L’Amérique latine compte quelque 600 millions d’habitants. La démocratie et les droits de l’homme y sont respectés plutôt mieux qu’ailleurs. Les pays de cette zone ont manifesté depuis une quinzaine d’années un dynamisme économique assez remarquable et le sous-continent se sort plutôt mieux de la crise économique et financière actuelle que d’autres régions du monde. Ce manque d’intérêt est d’autant plus regrettable qu’il existe en France une expertise sur l’Amérique latine et des institutions – l’Institut des hautes études d’Amérique latine, la Maison de l’Amérique latine – qui maintiennent la flamme. C’est la raison pour laquelle nous avons voulu réunir ici un certain nombre de ces experts d’excellence.
Ce colloque est structuré selon trois thèmes horizontaux :
• Le retour à la démocratie et les problèmes qui subsistent.
• La relation avec les États-Unis. Depuis la déclaration de Monroe en 1823, les États-Unis avaient tendance à considérer l’Amérique latine comme leur chasse gardée, leur arrière-cour. Cela s’est poursuivi, à vrai dire, jusqu’à la guerre des Falklands (Malouines). Il serait intéressant de voir ce qu’il en est avec la nouvelle administration Obama.

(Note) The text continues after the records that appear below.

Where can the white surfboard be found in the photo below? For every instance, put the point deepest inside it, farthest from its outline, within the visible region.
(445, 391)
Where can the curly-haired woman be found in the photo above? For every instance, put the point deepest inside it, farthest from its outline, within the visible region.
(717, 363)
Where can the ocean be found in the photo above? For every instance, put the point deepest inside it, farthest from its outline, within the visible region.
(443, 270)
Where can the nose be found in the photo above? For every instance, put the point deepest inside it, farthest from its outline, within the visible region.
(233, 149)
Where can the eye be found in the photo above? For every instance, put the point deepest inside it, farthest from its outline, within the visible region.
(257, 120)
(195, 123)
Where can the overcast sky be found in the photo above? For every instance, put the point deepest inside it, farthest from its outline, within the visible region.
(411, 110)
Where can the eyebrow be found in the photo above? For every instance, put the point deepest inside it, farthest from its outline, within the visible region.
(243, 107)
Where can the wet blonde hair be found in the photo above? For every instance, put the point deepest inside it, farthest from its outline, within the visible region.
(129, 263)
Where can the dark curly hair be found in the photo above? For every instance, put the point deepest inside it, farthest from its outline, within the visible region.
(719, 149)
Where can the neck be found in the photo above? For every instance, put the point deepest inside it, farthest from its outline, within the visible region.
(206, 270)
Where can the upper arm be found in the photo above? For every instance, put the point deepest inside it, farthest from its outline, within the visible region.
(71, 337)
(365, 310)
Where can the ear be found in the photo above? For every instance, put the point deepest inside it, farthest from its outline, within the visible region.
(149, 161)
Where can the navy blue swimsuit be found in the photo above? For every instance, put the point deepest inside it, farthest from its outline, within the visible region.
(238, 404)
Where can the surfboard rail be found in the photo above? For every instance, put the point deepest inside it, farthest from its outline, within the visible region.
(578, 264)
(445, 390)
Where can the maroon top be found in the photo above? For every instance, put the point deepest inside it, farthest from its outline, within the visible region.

• L’économie : il s’agit d’analyser la situation du sous-continent dans son hétérogénéité. En effet, à côté de très grands pays qui accèdent au rang de puissances économiques internationales, d’autres États, peu peuplés, ont peu d’atouts dans leur jeu.

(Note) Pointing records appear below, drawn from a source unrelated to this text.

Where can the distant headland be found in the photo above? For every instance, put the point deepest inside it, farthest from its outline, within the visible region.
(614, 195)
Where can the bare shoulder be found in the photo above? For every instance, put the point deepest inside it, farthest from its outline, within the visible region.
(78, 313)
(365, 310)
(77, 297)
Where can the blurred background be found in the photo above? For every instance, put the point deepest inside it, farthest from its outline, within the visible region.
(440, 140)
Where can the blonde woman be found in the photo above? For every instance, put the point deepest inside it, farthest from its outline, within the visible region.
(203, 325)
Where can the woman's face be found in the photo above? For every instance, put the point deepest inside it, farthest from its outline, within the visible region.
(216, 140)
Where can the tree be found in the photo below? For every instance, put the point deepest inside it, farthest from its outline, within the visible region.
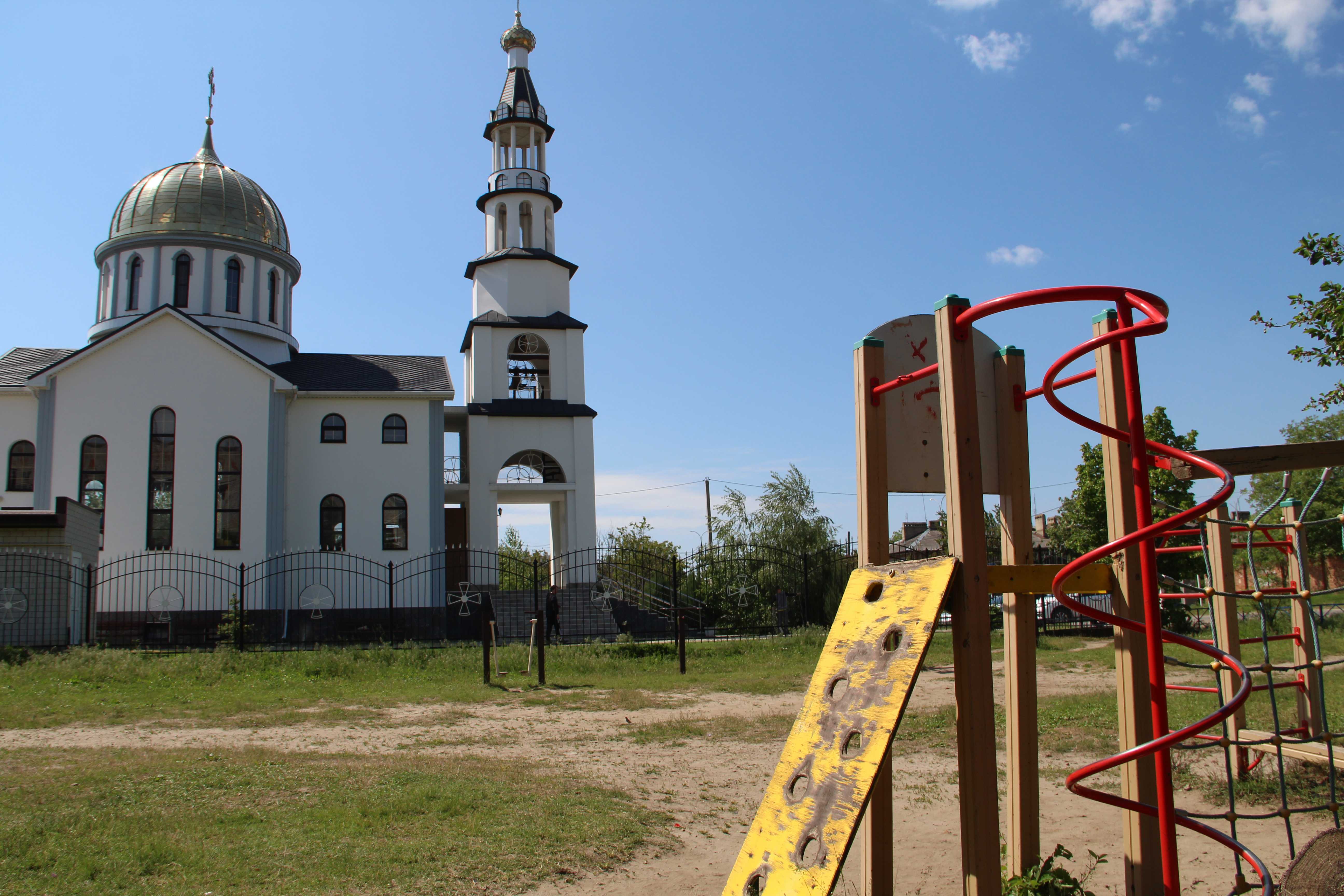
(1265, 489)
(1082, 515)
(1322, 319)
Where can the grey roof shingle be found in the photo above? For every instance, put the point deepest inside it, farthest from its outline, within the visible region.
(18, 365)
(320, 373)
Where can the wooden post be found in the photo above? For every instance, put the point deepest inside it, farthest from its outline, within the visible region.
(1304, 647)
(1019, 614)
(970, 604)
(1228, 628)
(878, 874)
(1138, 780)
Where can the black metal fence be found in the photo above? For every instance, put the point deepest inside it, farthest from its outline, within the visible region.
(177, 601)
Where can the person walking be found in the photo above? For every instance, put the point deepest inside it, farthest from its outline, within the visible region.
(553, 613)
(781, 610)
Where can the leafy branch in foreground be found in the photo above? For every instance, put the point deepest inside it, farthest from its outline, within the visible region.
(1322, 319)
(1049, 879)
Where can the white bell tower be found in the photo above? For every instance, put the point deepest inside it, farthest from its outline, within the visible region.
(527, 435)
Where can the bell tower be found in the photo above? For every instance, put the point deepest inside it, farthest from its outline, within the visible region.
(527, 436)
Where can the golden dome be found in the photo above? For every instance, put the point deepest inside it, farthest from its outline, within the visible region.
(518, 37)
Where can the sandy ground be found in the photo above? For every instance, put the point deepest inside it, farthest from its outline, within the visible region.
(711, 788)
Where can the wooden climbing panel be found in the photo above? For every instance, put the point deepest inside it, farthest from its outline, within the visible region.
(811, 809)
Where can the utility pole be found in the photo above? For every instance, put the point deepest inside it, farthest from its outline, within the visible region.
(709, 520)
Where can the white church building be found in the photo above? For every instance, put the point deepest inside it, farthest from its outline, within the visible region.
(193, 421)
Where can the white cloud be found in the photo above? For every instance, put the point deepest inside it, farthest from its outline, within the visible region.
(1260, 84)
(996, 52)
(1247, 115)
(1292, 23)
(1143, 17)
(1019, 254)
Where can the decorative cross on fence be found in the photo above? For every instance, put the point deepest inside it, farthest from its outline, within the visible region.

Enfin nous mettrons le projecteur sur deux pays. Je regrette qu’en cette période d’élections, nous n’ayons pu nous arrêter sur le Chili. Si nous avons choisi le Mexique, c’est parce que ce pays, limitrophe des États-Unis, s’interroge toujours pour savoir s’il appartient à l’Amérique du nord ou à l’Amérique latine. Le Brésil, d’autre part, avec l’action de ses deux derniers présidents, Cardoso et Lula, est en train de devenir une des grandes puissances mondiales, l’un des quatre BRIC (Brésil-Russie-Inde-Chine), qui fonctionne bien dans le domaine politique comme dans le domaine économique.

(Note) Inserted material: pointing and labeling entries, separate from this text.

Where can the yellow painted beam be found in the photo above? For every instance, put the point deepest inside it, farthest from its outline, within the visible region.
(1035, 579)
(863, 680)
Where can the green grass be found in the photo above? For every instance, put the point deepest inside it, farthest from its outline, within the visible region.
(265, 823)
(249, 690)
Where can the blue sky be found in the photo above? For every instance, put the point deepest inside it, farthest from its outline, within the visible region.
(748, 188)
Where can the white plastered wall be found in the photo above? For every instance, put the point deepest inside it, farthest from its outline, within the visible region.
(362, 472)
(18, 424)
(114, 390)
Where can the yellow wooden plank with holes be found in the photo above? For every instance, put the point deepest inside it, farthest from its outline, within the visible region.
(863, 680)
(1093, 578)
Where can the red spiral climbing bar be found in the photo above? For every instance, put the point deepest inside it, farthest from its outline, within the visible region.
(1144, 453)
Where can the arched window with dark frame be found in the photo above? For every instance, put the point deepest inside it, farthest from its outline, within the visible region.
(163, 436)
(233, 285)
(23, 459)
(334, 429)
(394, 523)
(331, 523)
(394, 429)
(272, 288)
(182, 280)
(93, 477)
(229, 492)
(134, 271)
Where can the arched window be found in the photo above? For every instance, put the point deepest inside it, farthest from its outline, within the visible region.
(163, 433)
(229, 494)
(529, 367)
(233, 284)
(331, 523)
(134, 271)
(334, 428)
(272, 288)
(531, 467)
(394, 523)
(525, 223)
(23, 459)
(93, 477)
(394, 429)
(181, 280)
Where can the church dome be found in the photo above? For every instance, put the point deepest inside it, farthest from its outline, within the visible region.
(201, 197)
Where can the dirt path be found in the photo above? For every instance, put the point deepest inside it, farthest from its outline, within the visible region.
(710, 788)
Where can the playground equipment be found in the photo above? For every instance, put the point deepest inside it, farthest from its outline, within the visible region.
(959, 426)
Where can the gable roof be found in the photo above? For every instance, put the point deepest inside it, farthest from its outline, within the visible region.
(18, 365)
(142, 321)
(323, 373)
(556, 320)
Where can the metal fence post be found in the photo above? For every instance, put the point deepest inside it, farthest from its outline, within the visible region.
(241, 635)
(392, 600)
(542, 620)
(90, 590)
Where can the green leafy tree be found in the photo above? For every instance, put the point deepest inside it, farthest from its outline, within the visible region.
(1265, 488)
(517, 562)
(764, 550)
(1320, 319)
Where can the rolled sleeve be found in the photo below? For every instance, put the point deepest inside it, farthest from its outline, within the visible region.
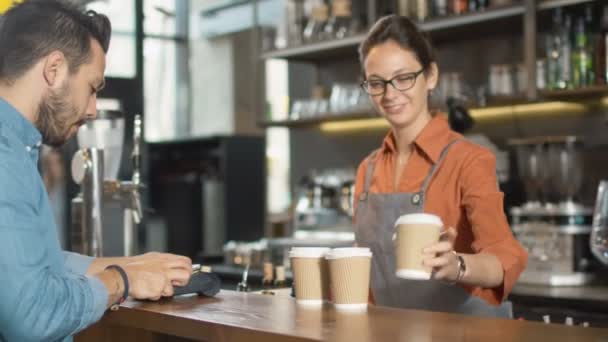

Pour commencer, Alain Rouquié va nous parler du retour à la démocratie. Grand universitaire, il fut aussi un excellent diplomate ambassadeur. Le Quai d’Orsay, qui fait parfois appel à des personnalités extérieures, a eu la main particulièrement heureuse en choisissant Alain Rouquié. Après avoir travaillé au Centre d’analyse et de prévision du Quai d’Orsay, il a été, à partir du milieu des années quatre-vingt, successivement ambassadeur au Salvador, au Mexique et au Brésil avec une petite incursion africaine dans l’intervalle. Il occupa enfin le poste de directeur d’Amérique.
Je lui cède la parole.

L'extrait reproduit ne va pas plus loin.